With white water rafting, canyoning, bungee jumping, paragliding and more on offer from every second store, Baños is one of the adventure capitals of South America.
As we've done many of these activities before and I was still a little under the weather, we opted for a more chilled couple of days.
On our first afternoon there we explored the town, got a cheap lunch, bought some rock candy and walked to one of the waterfalls and thermal baths close to town.
For most of the time in Baños we stayed at Hostal Princessa Maria which was awesome. This had light and spacious rooms with a comfy bed and access to the best kitchen we have had to date on the trip.
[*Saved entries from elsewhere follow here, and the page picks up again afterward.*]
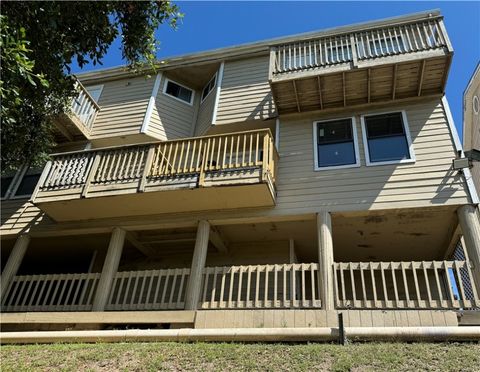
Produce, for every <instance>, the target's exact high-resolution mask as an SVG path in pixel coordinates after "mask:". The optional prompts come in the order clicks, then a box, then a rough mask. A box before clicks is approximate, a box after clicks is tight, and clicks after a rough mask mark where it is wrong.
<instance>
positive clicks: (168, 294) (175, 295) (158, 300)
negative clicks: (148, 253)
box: [106, 268, 190, 310]
mask: <svg viewBox="0 0 480 372" xmlns="http://www.w3.org/2000/svg"><path fill="white" fill-rule="evenodd" d="M189 275H190V269H188V268H185V269H164V270H146V271H125V272H118V273H117V274H116V275H115V278H114V281H113V286H112V290H111V292H110V297H109V301H108V304H107V307H106V309H107V310H164V309H183V308H184V307H185V290H186V286H187V280H188V276H189Z"/></svg>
It is also literally across the street from the local markets that run 3 times a week where you can get plenty of awesome and ridiculously cheap local fruit and veg.
It's a very easy ride and you just follow the main road that goes from Baños to Puyo. You can ride the whole way to Puyo but by Rio Verde my butt was starting to ache a little. The road goes via heaps of different waterfalls which are cool to check out. The best of the falls by far is the Pailon del Diablo, located in Rio Verde. After being to Iguazu falls in January we weren't sure if any other waterfalls would ever cut it, but this one is pretty darn powerful and really impressive. There was even a real cool crawl through to get to the top of it and you can scramble into a little cove in the rock behind the falls. Needless to say, we were glad to have brought a plastic bag for our camera.
Heading back up to Baños was easy as there are plenty of trucks waiting around the falls at Rio Verde. We chucked our bikes in the back and clambered aboard for the easy cruise back. Most drivers will do the trip for about $10-15 US in total, so you can split the cost of the truck with other cyclists at the bottom - there is certainly no lack of them there.
The scenery of the whole ride was absolutely beautiful following the edge of canyon and riverbed way below for the most part. Considering how traffic is in most of South America, we were initially a little stressed about riding on the shoulder of the main road. In the end we found this to be completely unwarranted with all Ecuadorian drivers giving us plenty of space and respect - even more so than drivers do back home!